2 min read
Array is a data structured that is ordered and indexed. Arrays are created in different manners in each language but they are all indexed in almost the same way. In this post I'm gonna be talking about the array data structure in couple of languages and how can we work with them.
How we define the arrays may vary and effect the performance. For examples in languages like Python, JavaScript and Java we don't need to define and initial size of the array. In Python and JavaScript we can keep different data types in the same array structure.

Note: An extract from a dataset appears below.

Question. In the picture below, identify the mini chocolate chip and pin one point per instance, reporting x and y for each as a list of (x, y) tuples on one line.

But in Java we need to define the type of the values we are going to keep in the array.
Not defining an initial size for an array let's us increse the size of our array easily by just adding more items into it. That's because behind the scenes our language is hadnling the memory allocation itself. There are many methods to increasing sizes of the array in a fast way. The method I like working with languages in which we need to define a size is checking the size of the array and doubling the size if necessary. I have written the code that will mimic the behaviour of a dynmaic array in python. Even though it's basically built-in into python it's important to see how it actually works:
import ctypes
# python doesn't have a static array as in java
class DynamicArray(object):
# the constructor
def __init__(self):
self.n = 0 # Actual element count inside the array
self.capacity = 1 # initial capacity
self.A = self.make_array(self.capacity) # create the array with given capacity
# len(instance) returns the length of the instance
def __len__(self):
return self.n
def __getitem__(self, k):
# handle the if the k index exists in the array
if not 0 <= k < self.n:
return IndexError('Out of bounds! No insertion')

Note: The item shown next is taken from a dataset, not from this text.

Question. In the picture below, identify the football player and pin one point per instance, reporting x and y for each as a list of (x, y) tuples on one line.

return self.A[k] # return if it exists of course
def append(self, ele):
# if the capacity is reached double the size
# don't forget in python and java it's "=="

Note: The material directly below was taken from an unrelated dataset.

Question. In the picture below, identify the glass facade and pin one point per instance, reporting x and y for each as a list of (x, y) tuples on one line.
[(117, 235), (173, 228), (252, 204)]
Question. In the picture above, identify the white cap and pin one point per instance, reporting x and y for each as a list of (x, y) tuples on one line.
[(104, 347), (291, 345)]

if self.n == self.capacity:
self._resize(2*self.capacity)
self.A[self.n] = ele # append the element
self.n += 1 # increase the size of the array by one
def insertAt(self, item, index): # insert at a certain index
if index < 0 or index > self.n:
# if index is negative or larger than the array size
print("Invalid index")
return
# again if the size reaches the capacity
if self.n == self.capacity:
self._resize(2*self.capacity)
# range(start, stop, step), just a reminder
# moving all the items after the given index one point right
# in order to create the space, going right to left
for i in range(self.n-1, index-1, -1):
self.A[i+1] = self.A[i]
#finally inserting the item
self.A[index] = item
self.n+=1
# delete from the end of the array
def delete(self):
# handle an empty array
if self.n == 0:
print("Array is empty")
return
# give 0 to the last item in the array
self.A[self.n-1]
self.n -= 1
# remove at a certain index
def removeAt(self, index):
# similar to the insertAt method
if self.n == 0:
print("Array is empty")
if index < 0 or index >= self.n:
return IndexError("Index is out of bounds! No deletion")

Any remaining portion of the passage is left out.